The project started a year ago when the company received an inquiry, from the Danish army pilots, of a unique watch for their F-16 squadron.
The choice fell on an aviation-watch from Swiss Fortis, which specializes in just that kind of professional watches.

Airforces in the U.S., Germany, Portugal and Switzerland are among other clients who use Fortis, which are high standards of quality and function under extreme conditions.

Fortis B42 model is a GMT watch with two time zones. GMT function is used by professional pilots when flying because it is the official time. The watch is made of brushed steel and dual anti-reflective coating in the glass to ensure a minimal glare.

On the dial there is a model of an F-16 aircraft and the wings from the Danish Air Force. There is also a personal engraving on the side of the watch with the pilot's nickname.

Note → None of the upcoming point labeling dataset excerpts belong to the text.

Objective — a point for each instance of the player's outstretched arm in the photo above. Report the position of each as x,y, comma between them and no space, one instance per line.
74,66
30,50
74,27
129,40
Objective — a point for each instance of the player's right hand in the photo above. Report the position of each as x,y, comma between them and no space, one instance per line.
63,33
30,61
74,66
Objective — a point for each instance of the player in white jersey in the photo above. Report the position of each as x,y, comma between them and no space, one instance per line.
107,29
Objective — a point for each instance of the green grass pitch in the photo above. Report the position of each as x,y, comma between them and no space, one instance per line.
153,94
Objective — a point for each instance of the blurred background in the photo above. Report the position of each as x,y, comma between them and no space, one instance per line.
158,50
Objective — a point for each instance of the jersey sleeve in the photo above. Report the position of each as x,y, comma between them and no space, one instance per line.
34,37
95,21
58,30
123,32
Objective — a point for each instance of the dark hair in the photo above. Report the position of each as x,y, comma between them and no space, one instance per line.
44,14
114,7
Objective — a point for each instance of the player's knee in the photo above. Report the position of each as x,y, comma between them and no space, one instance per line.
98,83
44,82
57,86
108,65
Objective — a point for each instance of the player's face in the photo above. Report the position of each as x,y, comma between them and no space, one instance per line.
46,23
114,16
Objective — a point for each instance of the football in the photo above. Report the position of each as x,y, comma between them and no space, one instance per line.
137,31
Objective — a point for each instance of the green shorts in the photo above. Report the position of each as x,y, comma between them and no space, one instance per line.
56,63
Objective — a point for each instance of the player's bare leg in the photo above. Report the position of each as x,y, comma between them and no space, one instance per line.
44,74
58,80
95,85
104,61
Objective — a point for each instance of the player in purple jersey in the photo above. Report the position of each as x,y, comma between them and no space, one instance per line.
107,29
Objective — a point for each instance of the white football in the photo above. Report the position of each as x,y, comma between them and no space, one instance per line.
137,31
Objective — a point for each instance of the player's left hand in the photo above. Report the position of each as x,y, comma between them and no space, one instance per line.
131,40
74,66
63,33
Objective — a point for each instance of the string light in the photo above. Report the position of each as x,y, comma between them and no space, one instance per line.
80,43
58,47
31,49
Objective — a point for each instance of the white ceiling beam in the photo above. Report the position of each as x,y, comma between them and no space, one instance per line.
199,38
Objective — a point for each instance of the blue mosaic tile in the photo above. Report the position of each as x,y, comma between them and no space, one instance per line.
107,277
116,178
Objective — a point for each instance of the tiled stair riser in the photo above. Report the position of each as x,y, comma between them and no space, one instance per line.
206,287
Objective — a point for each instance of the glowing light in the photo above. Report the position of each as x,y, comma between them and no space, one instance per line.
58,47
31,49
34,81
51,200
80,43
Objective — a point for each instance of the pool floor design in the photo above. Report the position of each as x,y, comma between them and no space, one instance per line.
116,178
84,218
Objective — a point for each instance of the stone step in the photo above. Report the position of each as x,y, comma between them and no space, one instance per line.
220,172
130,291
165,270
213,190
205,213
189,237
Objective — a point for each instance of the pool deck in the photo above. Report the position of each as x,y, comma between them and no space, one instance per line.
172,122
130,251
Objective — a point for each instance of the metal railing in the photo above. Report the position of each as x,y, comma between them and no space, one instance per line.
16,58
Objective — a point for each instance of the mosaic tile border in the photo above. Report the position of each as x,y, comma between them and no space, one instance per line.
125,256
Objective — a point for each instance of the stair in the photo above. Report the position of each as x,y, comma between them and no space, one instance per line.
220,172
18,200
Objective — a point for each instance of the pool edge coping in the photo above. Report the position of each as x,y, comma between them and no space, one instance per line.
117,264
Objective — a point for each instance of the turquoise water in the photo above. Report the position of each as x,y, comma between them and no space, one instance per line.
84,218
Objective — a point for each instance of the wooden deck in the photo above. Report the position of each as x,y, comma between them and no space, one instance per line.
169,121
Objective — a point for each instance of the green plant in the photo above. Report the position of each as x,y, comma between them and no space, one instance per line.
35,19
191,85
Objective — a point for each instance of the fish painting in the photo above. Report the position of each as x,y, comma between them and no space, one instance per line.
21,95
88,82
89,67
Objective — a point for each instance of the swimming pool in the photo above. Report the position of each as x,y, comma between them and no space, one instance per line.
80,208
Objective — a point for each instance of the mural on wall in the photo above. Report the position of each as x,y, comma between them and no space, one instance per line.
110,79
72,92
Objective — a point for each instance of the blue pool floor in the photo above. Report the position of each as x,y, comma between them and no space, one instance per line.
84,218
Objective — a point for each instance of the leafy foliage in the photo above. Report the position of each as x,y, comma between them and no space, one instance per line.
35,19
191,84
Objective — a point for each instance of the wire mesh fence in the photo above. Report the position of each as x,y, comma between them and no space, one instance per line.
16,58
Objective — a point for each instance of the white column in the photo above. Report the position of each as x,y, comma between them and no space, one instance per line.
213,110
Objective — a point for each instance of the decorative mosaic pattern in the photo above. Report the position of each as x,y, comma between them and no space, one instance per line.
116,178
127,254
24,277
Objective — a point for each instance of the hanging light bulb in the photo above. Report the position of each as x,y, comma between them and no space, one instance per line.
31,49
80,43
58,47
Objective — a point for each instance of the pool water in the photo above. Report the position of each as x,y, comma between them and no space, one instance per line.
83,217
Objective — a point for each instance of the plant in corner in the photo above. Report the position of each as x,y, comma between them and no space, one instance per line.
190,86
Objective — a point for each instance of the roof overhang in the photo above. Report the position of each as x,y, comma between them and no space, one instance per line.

The retail price of the civilian version of the Fortis B42 watch is approx. 15.500 kr. but doesn't contain the GMT function.​


----------



## FortisViking (Mar 20, 2009)

Here is my baby:










Only 20 made.


----------



## marco330 (Feb 23, 2009)

Any pictures from the backside? Looks really good! Have the normal GMT.

Marco


----------



## FortisViking (Mar 20, 2009)

The backside is no different from the std GMT. Pilot name and edition# is engraved on the side.


----------



## Perth (Mar 8, 2009)

FortisViking said:


> Here is my baby:
> 
> 
> 
> ...


Det er godt nok et fedt ur / Very nice watch:-!


----------



## FortisViking (Mar 20, 2009)

Perth said:


> ....Danish army pilots...​


​
Danish Air Force pilots :-!


----------



## Perth (Mar 8, 2009)

FortisViking said:


> [/left]
> 
> Danish Air Force pilots :-!


Sorry


----------



## sjaakb (Feb 24, 2006)

Very nice, I understand the Swiss Navy is working on some Marine Master deal. Can't wait to see those as well! ;-)


----------



## nilfire77 (Aug 30, 2008)

FortisViking said:


> Here is my baby:
> 
> 
> 
> ...


Real cool!


----------



## slb (Jun 26, 2008)

FortisViking said:


> Here is my baby:
> 
> Only 20 made.


But there's only 10 Danish Air Force pilots! 
JK - great-looking watch.
BTW, my brother was a US Marine pilot...lots of ribbing between services.


----------



## HappyJack (Mar 31, 2008)

slb said:


> But there's only 10 Danish Air Force pilots!


Perhaps they're all a bunch of two timers!


----------



## MizuWorld (Feb 16, 2009)

Sweet looking piece!


----------



## slb (Jun 26, 2008)

HappyJack said:


> Perhaps they're all a bunch of two timers!


Or twins? 
Love your plane, BTW!


----------